Martin Mares [Wed, 11 Jun 2003 13:50:09 +0000 (13:50 +0000)]
Functions working with tagged characters moved from index.h to a new
header file tagged-text.h. This also revealed a couple of unintentional
indirect includes.
Martin Mares [Wed, 11 Jun 2003 13:26:04 +0000 (13:26 +0000)]
Split URL fingerprinting inside indexer from the other fingerprints.
URL fingerprints will include server equivalence mappings and other
such hacks (for now the "www." hack), the other fingerprints (used
e.g. for hashing of strings in the index) won't.
Martin Mares [Wed, 11 Jun 2003 13:03:30 +0000 (13:03 +0000)]
Oops, the hash function for fingerprints was terribly biased. There should
be XOR, not OR. Also, the shifts are meaningless, because the fingerprint
hash is believed to be very well distributed.

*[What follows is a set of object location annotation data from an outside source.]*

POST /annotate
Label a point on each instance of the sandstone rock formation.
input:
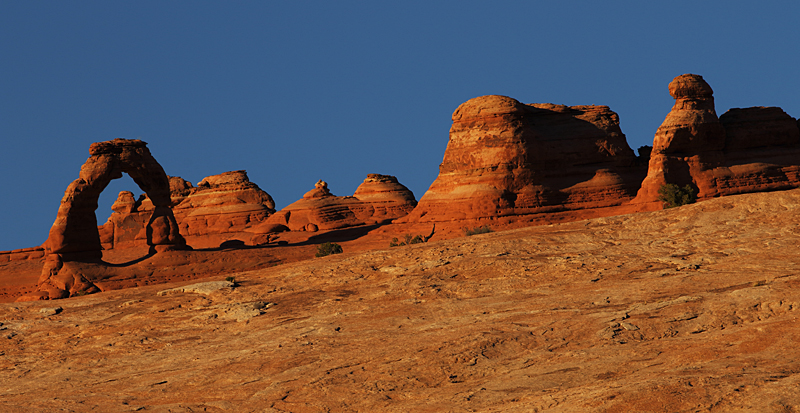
(74, 235)
(224, 203)
(379, 199)
(692, 309)
(744, 150)
(505, 158)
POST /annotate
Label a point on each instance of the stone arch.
(74, 238)
(74, 234)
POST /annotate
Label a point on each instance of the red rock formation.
(224, 203)
(745, 150)
(505, 158)
(74, 235)
(379, 199)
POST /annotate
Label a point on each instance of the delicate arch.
(74, 234)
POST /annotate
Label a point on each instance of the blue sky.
(298, 91)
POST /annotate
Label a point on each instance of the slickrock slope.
(745, 150)
(692, 309)
(379, 199)
(507, 159)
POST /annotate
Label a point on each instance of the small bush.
(674, 196)
(409, 239)
(477, 230)
(328, 248)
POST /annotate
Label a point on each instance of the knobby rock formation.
(379, 199)
(224, 203)
(744, 150)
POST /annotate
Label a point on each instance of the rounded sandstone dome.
(490, 105)
(690, 86)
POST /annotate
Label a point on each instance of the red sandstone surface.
(692, 309)
(689, 309)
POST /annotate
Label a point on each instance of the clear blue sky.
(296, 91)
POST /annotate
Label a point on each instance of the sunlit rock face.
(505, 158)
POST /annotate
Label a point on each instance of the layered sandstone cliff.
(505, 158)
(745, 150)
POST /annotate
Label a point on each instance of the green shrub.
(674, 196)
(328, 248)
(477, 230)
(416, 239)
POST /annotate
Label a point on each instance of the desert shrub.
(477, 230)
(328, 248)
(409, 239)
(674, 196)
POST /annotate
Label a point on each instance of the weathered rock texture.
(224, 203)
(74, 236)
(505, 158)
(692, 309)
(744, 150)
(379, 199)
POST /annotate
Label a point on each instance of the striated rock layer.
(379, 199)
(744, 150)
(505, 158)
(224, 203)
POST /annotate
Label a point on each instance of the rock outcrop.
(744, 150)
(74, 235)
(379, 199)
(224, 203)
(505, 158)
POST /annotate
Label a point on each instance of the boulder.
(505, 158)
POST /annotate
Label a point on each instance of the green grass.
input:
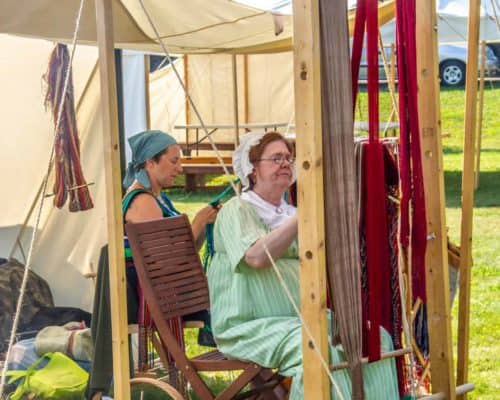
(485, 288)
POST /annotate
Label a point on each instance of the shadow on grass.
(488, 194)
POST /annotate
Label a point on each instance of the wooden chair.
(174, 285)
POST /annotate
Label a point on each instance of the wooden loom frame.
(311, 231)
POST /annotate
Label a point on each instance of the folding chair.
(174, 285)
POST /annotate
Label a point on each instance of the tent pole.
(245, 86)
(186, 102)
(146, 91)
(104, 20)
(467, 192)
(436, 260)
(235, 100)
(307, 83)
(480, 116)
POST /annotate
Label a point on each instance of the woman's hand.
(206, 215)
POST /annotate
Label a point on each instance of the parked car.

Beware, this means that the current mainline is incompatible with string
indices generated by v2.4! For now, I'm not increasing the index version,
because word matching still works with old indices and I want to profile it.
Martin Mares [Wed, 4 Jun 2003 19:31:10 +0000 (19:31 +0000)]

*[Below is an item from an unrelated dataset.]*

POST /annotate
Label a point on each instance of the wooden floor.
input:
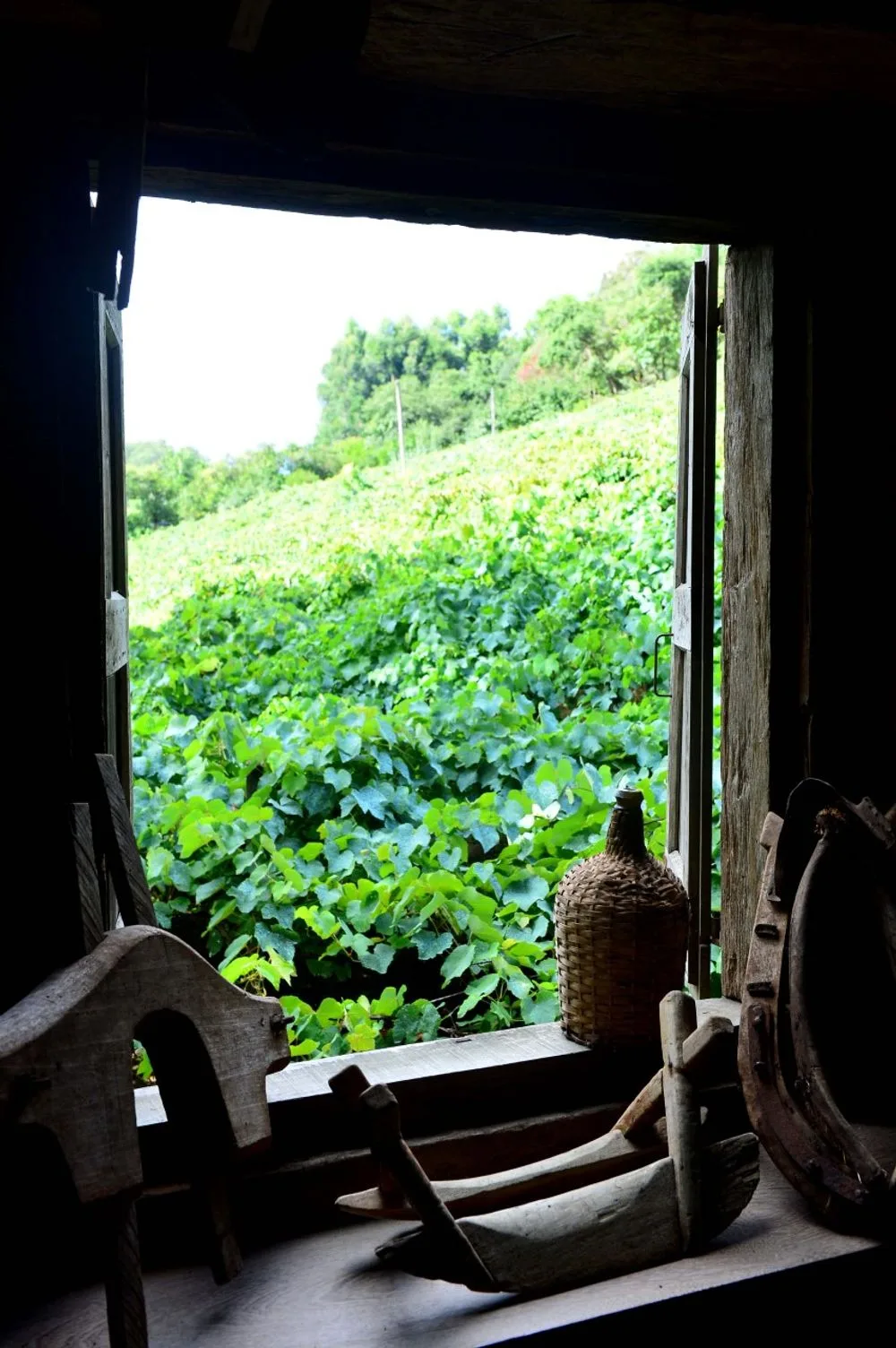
(328, 1292)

Make sherlockd calculate per-filetype number of matched documents, including
those failing the FILETYPE filter. This breaks the nice abstraction of hiding
all filtering under EXTENDED_ATTRS, but it will allow us to get rid of lots
of STATS queries.
Martin Mares [Fri, 11 Apr 2003 17:04:02 +0000 (17:04 +0000)]

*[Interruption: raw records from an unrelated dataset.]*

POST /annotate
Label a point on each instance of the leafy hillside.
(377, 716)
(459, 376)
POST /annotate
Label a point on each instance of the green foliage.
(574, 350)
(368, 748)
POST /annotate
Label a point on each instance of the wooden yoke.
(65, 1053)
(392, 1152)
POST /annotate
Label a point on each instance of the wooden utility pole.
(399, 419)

Added a new PURE attribute which means "this function can read global variables,
but it doesn't have any side effects" as opposed to CONST which promises
that no global variables will be touched.
Martin Mares [Mon, 24 Mar 2003 18:24:37 +0000 (18:24 +0000)]
More changes to the custom attribute mechanism:
o Introduced the concept of extended attributes which consist of the
custom attributes and some internally defined attributes handled
in the same way.
o FILETYPE and LANG are now extended attributes and they don't depend
on the customization module. This is probably much cleaner as it
reduces the overlap between custom parts and generic parts.
o No problems with linking liblang because of LANG attribute.
o idxdump got simplified.
Martin Mares [Wed, 5 Mar 2003 18:09:05 +0000 (18:09 +0000)]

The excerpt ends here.